Just last week I was able to hear Werner Herzog in conversation with film students at UMass.
What was so cool was Herzog’s advice to film students to read, read, read the world’s great literature. Here’s his “Rogue Film School” reading list.
• Virgil: Georgics
• J.A. Baker: The Peregrine
• Hemingway: The Short, Happy Life of Frances Macumber
• Diaz del Castillo: The Conquest of the New Spain
• Warren Commission Report on the assassination of JFK
Interesting assortment, no?
Someone asked why his films featured only, or nearly only, male characters. He spoke about screenplays he’s written with female leads that he hasn’t found funding for yet. I noted to myself that the film industry is still predominately a “white guys rule” world. Though women are up and coming, especially in documentary.
Discussing his Antarctic film Encounters at the End of the World, he described the impossibility of explaining the enormity of the continent. Making that film, he realized you don’t explain the world in film, you name the glory. He showed a clip where that seemed to happen. Here’s the trailer, which opens with a Russian song that “names the glory.”
The books on his reading list are all about naming the glory.
His remarks on editing struck a chord with me, as I spend most of my writing time selecting what works, cutting what doesn’t. Most of what I write ends up on the cutting room floor.
Here’s his process. He goes through all footage with editor in a sitting or two, and keeps a log with rough time indicator. He notes what’s there and puts ! or !! or !!! by footage times that he thinks are really good. Three exclamation points for footage that he feels life wouldn’t be worth living if he left them out.
Then he selects only the footage with the exclamation points and makes that into a film. He says the best footage will fit together. You don’t have to worry about preparing an arc before hand, or outlining. What is most important is the tone of a film, and using only the footage that “names the glory” keeps the tone consistent.
The most important thing for a filmmaker is to know “the heart of man.” Life experience tells you where to look, what to ask your subjects, how to find “moments of ecstatic passion,” “moments of illumination.”

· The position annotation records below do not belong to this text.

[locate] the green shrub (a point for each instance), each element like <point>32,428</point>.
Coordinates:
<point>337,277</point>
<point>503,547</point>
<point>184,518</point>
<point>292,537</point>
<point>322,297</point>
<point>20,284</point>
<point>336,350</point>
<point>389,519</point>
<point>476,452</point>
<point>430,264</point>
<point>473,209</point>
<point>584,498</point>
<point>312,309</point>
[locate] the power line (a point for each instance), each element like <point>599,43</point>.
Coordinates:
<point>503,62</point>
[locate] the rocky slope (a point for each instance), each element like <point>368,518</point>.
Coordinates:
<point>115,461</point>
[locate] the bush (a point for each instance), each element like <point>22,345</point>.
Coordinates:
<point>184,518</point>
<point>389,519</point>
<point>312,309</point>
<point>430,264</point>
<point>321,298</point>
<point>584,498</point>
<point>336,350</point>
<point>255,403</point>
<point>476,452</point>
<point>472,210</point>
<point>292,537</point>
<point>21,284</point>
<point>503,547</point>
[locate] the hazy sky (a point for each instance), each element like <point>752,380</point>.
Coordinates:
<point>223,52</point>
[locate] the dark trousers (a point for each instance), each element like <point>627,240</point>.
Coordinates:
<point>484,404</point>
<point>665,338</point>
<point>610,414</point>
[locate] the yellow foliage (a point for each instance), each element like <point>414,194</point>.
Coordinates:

He doesn’t think of himself as an artist, he thinks of himself as a soldier.
True enough. To be a filmmaker–or a writer–one does have to combat all the obstacles the world imposes, including critics and the demands of an overly commercialized market place. In the process one suffers wounds the “slings and arrows of outrageous fortune.” At times one must make tactical retreats. And then again one “takes arms against the sea of troubles” and moves forward.
Yeah, Shakespeare had that “moments of ecstatic passion” thing down pat.